A nurse is teaching a group of young adult clients about health promotion techniques to reduce the risk of skin cancer. Which of the following instructions should the nurse include? A.) Apply a broad spectrum sunscreen 5 min before sun exposure B.) Wear a sun visor instead of a hat when outside in the sun C.) Avoid exposure to midday sun D.) Use a tanning booth instead of sunbathing outdoors

C avoid midday sun : 1000-1600

A nurse in the ED is caring for a client who has a snakebite on her arm. Which of the following interventions should the nurse implement? A.) Immobilize the limb at the level of the heart B.) Apply a tourniquet to the affected limb C.) Use a sterile scapula to incise the wound D.) Apply ice to the skin over the snakebite wound

Immobilize the limb at the level of the heart -goal is to limit spread of venom. remove jewelry or constrictive clothing before swelling worsens

A nurse is caring for a client whose wounds are covered with a heterograft dressing.

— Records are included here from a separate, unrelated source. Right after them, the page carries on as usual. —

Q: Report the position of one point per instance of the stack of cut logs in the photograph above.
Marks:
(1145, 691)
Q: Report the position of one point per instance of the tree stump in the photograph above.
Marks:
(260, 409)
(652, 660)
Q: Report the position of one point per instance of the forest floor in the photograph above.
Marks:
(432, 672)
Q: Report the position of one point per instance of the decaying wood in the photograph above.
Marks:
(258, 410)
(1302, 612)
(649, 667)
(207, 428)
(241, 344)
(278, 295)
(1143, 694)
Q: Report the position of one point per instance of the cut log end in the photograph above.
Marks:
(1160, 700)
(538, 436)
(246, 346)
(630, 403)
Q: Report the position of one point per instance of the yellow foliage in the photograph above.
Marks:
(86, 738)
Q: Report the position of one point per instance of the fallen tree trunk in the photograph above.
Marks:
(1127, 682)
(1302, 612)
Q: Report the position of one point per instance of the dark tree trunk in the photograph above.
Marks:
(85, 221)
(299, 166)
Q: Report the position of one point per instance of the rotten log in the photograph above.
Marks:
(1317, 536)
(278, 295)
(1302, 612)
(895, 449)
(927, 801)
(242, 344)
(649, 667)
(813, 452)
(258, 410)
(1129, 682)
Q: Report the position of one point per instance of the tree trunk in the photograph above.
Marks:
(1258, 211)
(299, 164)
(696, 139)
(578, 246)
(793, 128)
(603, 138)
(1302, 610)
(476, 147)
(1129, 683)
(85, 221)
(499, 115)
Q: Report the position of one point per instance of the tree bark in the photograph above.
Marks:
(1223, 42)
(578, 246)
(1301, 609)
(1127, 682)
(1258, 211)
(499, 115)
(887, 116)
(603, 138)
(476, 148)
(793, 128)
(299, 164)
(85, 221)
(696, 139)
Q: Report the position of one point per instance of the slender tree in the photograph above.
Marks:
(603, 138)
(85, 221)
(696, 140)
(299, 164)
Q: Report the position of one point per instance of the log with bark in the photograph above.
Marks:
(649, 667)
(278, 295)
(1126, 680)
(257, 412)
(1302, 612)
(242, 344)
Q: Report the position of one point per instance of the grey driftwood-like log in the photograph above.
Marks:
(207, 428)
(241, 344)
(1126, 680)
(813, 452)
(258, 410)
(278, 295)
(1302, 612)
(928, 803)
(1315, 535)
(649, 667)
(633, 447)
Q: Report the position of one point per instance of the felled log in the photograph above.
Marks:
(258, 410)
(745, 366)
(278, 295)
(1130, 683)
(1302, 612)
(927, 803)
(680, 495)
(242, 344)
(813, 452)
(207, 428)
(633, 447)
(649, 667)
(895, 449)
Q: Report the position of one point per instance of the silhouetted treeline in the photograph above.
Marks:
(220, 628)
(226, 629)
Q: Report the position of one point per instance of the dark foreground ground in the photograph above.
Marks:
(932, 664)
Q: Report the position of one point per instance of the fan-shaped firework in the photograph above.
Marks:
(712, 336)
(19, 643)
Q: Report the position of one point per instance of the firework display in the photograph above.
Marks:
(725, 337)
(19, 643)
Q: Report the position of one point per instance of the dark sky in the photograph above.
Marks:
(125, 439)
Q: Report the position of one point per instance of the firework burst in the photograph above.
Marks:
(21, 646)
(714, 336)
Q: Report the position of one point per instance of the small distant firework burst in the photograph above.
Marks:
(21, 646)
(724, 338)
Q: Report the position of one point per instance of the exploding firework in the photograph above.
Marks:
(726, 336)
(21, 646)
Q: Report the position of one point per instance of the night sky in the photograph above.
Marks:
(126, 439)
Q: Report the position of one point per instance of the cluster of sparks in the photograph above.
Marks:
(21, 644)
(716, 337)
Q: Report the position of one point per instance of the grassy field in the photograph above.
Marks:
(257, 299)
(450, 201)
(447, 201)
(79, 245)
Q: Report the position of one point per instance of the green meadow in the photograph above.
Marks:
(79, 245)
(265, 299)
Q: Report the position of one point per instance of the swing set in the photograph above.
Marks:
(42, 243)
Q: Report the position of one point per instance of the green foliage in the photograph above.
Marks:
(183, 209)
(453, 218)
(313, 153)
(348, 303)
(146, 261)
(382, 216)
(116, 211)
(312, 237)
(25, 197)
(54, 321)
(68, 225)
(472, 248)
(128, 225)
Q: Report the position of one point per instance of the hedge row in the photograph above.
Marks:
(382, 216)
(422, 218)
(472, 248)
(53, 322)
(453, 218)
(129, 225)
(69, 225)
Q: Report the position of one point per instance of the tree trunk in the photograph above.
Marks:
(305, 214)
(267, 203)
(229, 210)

In response to the client's questions about the dressing, the nurse explains that it is obtained from which of the following sources? A.) Cadaver skin B.) Pig skin C.) Amniotic membranes D.) Beef collagen

Pig skin

A nurse is providing teaching to a client who is wheelchair bound and his caregiver about ways to reduce the risk of pressure ulcer formation. Which of the following instructions should the nurse include? A.) Move between the bed and the wheelchair once every 2 hours B.) Make sure that your caregiver massages your skin daily C.) Use a rubber ring when sitting at the bedside D.) Shift your weight in the wheelchair every 15 minutes

Shift your weight in the wheelchair every 15 minutes

A nurse is assessing a client who sustained superficial partial-thickness and deep partial-thickness burns 72 hrs ago. Which of the following findings should the nurse report to the provider? A.) Edema in the burned extremities B.) Severe pain at the burn sites C.) Urine output of 30mL/hr D.) Temperature of 39.1 C (102.4 F)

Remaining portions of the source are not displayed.